Ceknricek.com -- SALAH satu kaidah utama dalam menegakan hukum ialah adanya penghormatan terhadap nilai-nilai etika dan moral bagi yang "mengoperasionalkan" hukum itu sendiri (law enforcement).
Jadi, dibutuhkan integritas dan perilaku yang kredibel , sehingga mampu menerapkan / diteladani dalam hal - hal penerapan hukum di pusaran kehidupan masyarakat seperti Komisi Pemberantasan Korupsi (KPK), Kepolisian, Kejaksaan, dan Pengadilan.
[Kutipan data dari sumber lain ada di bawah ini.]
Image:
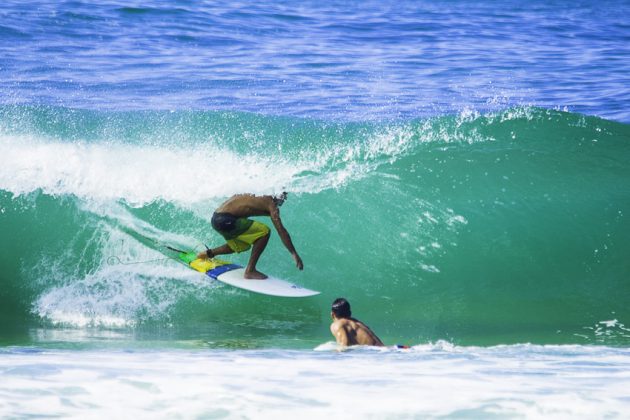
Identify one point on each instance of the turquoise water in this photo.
(459, 172)
(493, 228)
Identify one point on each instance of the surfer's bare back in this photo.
(231, 220)
(350, 331)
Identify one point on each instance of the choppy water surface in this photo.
(459, 171)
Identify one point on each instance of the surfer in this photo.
(349, 331)
(231, 221)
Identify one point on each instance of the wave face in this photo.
(510, 226)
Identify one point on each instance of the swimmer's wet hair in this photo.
(280, 198)
(341, 308)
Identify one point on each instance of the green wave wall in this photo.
(477, 228)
Mengapa demikian, karena esensinya hukum tidak dapat dijalankan dengan baik dan benar, tanpa adanya perilaku yang terpuji dan beradab bagi yang menjalankannya. Sebagaimana dipahami penegakan hukum mengandung supremasi nilai etika dan moral di dalamnya.
Dengan demikian, etika atau filsafat tingkah laku yang berbicara tentang masalah norma - norma hidup bersama, yaitu bagaimana bersikap mencerminkan tindak tanduk yang baik, serasi dalam hidup antar pribadi serta tidak melanggar nilai etika dan moral selaku pemangku kepentingan (jabatan). Seperti saudara Firli Bahuri dalam kapasitas sehari-hari selaku Ketua Komisi Pemberantasan Korupsi (KPK) yang melakukan pertemuan dengan Mentan SYL di lapangan bulu tangkis. Di mana tamu tersebut diketahui punya perkara yang sementara di lakukan proses pemeriksaan di tingkat penyelidikan KPK.
Dalam konteks moralitas, pertemuan tersebut menjadi sesuatu yang tak elok dipandang atau sangat "menganggu" dalam ukuran kepantasan etika dan penegakan marwah lembaga KPK yang nota bene selaku pemberantas korupsi. Akibatnya, pertemuan tersebut "mencederai" keluhuran harkat dan martabat lembaga yang seharusnya menimbulkan "kewibawaan" dalam pemberantasan korupsi dan di mata pencari keadilan.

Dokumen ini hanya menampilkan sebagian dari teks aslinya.